Despite calls by President Nana Akufo-Addo to the Ghana Union of Traders Association (GUTA) to stop attacking foreign traders in the country, the Association remains resolute in its quest to stop foreign retailers from doing business.

GUTA on Monday locked up about 600 shops belonging to foreign traders around Tip-Toe lane near the Kwame Nkrumah Circle.

Theaction led to the arrest of six people and resulted in the injury of three others.

President Akufo-Addo subsequently pleaded with the Association to caution its members and allow the law to take its course.

According to the President, while the law favours GUTA, a committee comprising of the Association, the Trade Ministry and the Ghana Immigration Service have been set up to find a lasting solution to the problem.

But speaking to Joy News, Deputy General Secretary for GUTA, Richard Amamoo, said “even though the Association respects the President’s intervention, members are frustrated.”

“The President has admitted that the law favours us and we understood what he said but the right thing must be done. Our fear is that if the Presidents says we should leave it for the Trade Ministry and Immigration, how long is that going to take. This committee is still in the room talking and we are out here facing the problem. The solution must be now. Our people are very frustrated and unhappy and we don’t know what to tell them. How can we open the shops without telling them anything?” he quizzed.

He, however, added that executives of GUTA will be meeting later in the day to decide on the way forward.

“As at now, we have locked up about 600 shops and that’s not even all. If Nigerians can own more than 600 shops just in Circle can you imagine what is happening to our Ghanaian brothers? We have spoken to members in Tamale and Kumasi and they are ready to lock up shops too so we need an urgent solution now, not in-door meetings. Even today we are meeting around 10 am to conclude on the way forward. Our members are very unhappy.”

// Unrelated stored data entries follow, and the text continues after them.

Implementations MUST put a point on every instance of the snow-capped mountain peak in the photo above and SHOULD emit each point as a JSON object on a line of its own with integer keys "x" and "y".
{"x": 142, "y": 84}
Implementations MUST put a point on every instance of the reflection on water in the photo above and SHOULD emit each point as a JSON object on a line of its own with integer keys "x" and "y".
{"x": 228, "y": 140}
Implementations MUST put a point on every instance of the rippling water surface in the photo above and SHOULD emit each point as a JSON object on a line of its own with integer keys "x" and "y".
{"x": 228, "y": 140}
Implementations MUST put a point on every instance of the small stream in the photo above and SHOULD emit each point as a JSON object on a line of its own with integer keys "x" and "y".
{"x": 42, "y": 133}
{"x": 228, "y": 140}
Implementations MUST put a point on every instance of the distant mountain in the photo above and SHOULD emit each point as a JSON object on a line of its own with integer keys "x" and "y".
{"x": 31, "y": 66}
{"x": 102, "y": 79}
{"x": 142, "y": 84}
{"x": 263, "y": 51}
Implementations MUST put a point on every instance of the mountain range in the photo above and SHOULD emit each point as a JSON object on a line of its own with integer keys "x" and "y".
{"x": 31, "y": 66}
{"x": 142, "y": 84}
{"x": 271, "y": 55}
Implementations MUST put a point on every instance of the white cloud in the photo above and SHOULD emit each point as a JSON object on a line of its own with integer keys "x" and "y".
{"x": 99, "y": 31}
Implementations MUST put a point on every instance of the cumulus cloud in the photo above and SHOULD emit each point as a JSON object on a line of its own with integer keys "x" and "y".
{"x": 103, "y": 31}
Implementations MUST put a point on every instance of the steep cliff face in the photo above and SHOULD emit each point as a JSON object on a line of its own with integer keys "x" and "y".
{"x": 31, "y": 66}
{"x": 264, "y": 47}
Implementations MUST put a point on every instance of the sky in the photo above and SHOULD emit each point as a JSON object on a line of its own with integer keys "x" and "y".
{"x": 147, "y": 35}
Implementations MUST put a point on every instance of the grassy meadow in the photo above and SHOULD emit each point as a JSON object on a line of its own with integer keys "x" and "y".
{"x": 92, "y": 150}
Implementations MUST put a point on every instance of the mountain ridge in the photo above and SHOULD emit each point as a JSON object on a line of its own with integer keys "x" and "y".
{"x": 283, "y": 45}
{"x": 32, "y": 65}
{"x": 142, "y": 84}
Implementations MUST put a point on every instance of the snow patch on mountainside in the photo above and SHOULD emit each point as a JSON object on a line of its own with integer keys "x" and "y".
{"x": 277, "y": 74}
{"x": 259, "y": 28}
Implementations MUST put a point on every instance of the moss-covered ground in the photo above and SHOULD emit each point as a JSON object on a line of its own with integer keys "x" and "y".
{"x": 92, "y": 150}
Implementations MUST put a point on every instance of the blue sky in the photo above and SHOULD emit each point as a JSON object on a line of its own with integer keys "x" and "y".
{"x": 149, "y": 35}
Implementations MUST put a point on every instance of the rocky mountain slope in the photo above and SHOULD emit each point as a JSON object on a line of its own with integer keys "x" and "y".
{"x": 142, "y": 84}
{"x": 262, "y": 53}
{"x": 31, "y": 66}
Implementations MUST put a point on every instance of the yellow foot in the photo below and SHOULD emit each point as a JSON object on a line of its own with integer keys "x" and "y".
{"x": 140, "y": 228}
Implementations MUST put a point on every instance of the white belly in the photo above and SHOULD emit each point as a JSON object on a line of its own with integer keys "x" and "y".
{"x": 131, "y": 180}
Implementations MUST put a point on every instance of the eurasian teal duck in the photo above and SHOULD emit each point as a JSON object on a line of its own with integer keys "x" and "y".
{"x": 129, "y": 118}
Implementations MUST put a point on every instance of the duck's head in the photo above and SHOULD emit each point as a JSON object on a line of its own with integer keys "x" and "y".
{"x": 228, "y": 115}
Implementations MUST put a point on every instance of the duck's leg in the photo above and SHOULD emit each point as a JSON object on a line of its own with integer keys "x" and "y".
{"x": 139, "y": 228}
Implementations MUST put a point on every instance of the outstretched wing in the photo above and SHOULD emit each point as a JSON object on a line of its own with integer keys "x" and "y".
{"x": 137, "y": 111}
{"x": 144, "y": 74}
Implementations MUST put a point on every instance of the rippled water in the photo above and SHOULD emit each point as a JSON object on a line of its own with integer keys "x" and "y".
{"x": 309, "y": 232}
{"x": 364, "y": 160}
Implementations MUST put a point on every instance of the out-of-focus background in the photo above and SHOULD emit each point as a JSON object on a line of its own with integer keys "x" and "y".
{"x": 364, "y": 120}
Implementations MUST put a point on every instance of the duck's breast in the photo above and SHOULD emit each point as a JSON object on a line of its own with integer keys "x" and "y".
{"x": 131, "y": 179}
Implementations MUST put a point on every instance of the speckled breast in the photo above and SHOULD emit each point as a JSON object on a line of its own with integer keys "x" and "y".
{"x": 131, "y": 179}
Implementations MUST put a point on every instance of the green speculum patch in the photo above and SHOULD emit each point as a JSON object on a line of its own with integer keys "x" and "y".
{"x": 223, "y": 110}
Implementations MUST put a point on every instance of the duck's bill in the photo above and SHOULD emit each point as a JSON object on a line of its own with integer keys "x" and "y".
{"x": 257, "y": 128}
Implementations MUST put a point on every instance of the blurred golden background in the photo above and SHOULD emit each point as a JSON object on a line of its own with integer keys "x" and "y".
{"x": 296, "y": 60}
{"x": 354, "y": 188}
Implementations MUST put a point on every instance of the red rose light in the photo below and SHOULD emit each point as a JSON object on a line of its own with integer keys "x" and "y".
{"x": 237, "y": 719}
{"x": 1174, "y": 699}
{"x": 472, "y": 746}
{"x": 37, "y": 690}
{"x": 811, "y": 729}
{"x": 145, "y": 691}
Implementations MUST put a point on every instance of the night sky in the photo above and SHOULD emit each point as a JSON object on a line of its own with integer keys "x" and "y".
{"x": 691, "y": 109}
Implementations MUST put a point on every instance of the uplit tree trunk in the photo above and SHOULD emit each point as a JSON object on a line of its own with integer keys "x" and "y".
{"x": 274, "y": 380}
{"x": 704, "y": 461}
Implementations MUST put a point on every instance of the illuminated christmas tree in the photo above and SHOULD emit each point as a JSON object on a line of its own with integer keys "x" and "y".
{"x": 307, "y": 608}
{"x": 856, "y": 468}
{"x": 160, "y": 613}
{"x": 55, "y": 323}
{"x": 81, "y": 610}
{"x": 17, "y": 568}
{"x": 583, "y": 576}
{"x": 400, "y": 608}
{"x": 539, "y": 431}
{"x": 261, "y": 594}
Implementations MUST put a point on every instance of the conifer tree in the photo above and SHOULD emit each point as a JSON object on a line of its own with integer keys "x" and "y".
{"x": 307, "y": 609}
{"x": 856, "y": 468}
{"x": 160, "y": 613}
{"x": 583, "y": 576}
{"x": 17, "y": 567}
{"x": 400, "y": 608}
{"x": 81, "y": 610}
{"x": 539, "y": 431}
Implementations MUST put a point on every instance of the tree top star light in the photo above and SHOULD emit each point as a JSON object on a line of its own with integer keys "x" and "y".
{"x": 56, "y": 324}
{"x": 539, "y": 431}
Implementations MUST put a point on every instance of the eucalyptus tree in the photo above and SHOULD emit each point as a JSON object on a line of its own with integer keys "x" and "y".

The GIPC Act 856 and section 27 (1) exclusively reserves the sale of goods or provision of services in a market or stall, petty trading or hawking for citizens and even prescribes punishments for foreigners engaged in retail business.

While this law continues to be evidently disregarded, many have blamed the government and the security services for their lackadaisical attitude towards enforcement.

Constant reports of clashes have been recorded at the Opera Square Market in Accra, where foreign traders’ shops have been locked up on multiple occasions.

In June this year, Nigerian spare part traders in Suame Magazine market were packed out of their shops following a similar clash between the two groups.